Nutrition • Eating good proteins and fats keeps you feeling full.
This is an archived article that was published on sltrib.com in 2012, and information in the article may be outdated. It is provided only for personal research purposes and may not be reprinted.

If you still believe that drastically cutting calories is the best way to lose weight, I hope a new study will get you to change your thinking.

Researchers at the Genesis Prevention Center at University Hospital in South Manchester, England, found that restricting carbohydrates for two days a week is a better approach than the typical calorie-restricting diet most people use for weight loss and reducing insulin levels.

The researchers studied a group of 115 women, all of whom had a family history of breast cancer — reducing weight and insulin help prevent breast cancer.

The women were split into three groups.

One group followed a calorie-restricted, low-carbohydrate diet for two days a week.

Another group followed an "ad lib" low-carb diet for two days a week. They were allowed to eat unlimited protein and healthy fats such as lean meats, olives and nuts for two days.

The third group followed a standard calorie-restricted daily "Mediterranean" diet for seven days a week.

Over the four-month experiment, the two-day low-carbohydrate diet and the ad-lib diet were better for reducing weight, body fat and insulin resistance, according to the study.

The two-day low-carbohydrate diet and ad-lib approaches resulted in an average of 9 pounds lost compared with just 5 pounds on the standard Mediterranean approach.

Insulin resistance was reduced by 22 percent with the two-day restricted low-carbohydrate diet and by 14 percent with the ad-lib diet. The Mediterranean diet reduced insulin resistance by just 4 percent.

As with any study, there are different ways in which the results can be interpreted. But a few things stand out to me.

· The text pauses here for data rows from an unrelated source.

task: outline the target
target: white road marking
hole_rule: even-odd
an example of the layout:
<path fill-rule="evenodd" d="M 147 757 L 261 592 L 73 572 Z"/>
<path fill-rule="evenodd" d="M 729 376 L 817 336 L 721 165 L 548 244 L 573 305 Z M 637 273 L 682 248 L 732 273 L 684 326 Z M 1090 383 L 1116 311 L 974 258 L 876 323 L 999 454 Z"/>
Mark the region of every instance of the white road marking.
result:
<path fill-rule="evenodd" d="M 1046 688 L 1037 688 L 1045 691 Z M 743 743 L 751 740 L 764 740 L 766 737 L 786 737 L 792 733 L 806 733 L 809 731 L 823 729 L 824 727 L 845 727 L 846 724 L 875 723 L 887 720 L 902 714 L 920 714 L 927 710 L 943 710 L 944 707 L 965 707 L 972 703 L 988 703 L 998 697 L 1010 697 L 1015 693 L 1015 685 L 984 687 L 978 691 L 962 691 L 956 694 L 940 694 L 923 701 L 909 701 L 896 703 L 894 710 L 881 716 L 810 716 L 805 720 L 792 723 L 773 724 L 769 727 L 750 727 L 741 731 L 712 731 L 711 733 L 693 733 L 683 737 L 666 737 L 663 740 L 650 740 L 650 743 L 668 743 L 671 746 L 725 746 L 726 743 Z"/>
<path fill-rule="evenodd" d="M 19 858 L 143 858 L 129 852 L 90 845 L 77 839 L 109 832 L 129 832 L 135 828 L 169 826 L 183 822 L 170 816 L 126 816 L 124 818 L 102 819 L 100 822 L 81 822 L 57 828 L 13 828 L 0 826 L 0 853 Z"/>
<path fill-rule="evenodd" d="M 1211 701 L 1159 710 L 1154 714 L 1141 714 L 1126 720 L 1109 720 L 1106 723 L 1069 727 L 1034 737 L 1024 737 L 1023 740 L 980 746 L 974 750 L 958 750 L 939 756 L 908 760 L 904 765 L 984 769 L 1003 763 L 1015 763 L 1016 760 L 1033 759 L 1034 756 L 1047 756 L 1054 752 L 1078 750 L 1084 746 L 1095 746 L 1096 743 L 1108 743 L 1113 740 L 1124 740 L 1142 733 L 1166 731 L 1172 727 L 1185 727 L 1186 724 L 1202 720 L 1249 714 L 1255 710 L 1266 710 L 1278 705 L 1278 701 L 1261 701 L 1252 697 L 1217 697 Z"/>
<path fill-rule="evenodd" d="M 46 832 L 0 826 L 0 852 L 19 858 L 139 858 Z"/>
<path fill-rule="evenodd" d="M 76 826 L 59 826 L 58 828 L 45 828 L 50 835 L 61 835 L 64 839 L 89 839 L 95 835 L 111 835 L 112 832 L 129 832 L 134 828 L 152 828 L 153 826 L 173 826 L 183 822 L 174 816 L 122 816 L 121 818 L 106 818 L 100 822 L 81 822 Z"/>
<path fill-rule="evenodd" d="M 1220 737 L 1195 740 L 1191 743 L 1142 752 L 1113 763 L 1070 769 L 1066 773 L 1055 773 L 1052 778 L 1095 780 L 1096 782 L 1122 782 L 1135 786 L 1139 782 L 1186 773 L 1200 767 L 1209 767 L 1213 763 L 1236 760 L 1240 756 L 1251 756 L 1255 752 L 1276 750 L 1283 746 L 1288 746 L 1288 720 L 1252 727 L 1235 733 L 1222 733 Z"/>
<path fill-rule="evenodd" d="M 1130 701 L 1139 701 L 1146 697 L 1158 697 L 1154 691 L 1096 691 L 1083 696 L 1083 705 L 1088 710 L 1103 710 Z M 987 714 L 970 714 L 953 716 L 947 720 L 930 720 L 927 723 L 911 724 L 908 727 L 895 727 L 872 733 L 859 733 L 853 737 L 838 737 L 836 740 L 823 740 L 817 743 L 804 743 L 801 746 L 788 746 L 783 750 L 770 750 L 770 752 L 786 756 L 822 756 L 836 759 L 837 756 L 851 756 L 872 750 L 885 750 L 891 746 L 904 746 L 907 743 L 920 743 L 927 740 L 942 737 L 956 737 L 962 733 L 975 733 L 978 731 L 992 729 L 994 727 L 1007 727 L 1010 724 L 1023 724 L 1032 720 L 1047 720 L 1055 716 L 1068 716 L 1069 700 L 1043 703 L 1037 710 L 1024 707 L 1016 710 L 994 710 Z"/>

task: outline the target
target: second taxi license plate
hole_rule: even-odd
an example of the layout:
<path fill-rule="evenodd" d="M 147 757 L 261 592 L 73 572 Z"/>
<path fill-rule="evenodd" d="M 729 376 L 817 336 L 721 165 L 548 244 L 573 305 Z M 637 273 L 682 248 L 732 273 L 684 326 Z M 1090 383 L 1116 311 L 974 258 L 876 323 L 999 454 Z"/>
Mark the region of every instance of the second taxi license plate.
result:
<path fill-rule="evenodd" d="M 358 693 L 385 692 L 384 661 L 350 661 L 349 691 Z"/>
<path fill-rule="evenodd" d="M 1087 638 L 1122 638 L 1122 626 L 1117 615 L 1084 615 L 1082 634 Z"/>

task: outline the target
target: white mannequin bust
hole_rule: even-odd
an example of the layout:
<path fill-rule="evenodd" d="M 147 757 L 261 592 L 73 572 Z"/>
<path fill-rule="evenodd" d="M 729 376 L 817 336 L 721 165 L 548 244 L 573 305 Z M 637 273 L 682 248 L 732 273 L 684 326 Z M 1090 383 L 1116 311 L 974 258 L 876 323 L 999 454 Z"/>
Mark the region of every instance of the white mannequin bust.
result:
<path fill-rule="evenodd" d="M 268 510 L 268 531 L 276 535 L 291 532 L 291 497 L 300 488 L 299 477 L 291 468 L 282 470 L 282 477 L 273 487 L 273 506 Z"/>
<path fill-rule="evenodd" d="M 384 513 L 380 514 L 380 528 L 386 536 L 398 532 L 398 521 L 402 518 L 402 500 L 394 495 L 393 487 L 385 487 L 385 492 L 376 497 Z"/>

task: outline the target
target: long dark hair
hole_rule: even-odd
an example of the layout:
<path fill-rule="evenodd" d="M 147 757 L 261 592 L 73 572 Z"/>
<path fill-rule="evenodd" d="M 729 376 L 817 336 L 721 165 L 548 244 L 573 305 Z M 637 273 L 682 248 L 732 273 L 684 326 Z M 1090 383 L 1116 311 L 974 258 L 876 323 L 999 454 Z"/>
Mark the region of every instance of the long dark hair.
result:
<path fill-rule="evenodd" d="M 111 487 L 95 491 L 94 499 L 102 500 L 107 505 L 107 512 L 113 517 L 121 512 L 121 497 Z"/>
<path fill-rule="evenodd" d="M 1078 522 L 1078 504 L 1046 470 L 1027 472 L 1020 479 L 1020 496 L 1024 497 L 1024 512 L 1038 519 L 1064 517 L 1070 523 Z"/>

The results reinforce the notion that consistently restricting calories as a means to lose weight doesn't work. Your body is smart, and if all you do is restrict calories, your metabolism will slow (it thinks you're starving), and it becomes more difficult to lose weight.

While the study doesn't say the amount of fats and oils the Mediterranean dieters were allowed, those women were obviously on a more restricted diet than the ad-libbers.

Mediterranean diets, which emphasize fruits, vegetables, nuts and lean meats, are often a great starting point for most who are trying to lose weight because it is a healthier diet than the fast-food, highly processed diet most Americans consume.

Restricting healthy proteins along with high-quality fats and oils can have a negative effect on the body because most people — particularly of European descent — require a healthy amount to keep their metabolism balanced and firing.

Eating proper proportions of fats and oils can actually mean you eat fewer calories over a longer period of time. They make you feels satiated, which curbs the need for snacking and keeps the blood sugar levels better maintained.

Ultimately, the best way to maintain weight is to avoid the highly restrictive diets and instead eat a well-rounded diet of proteins, carbs, fats and oils in proportions that best fit your needs.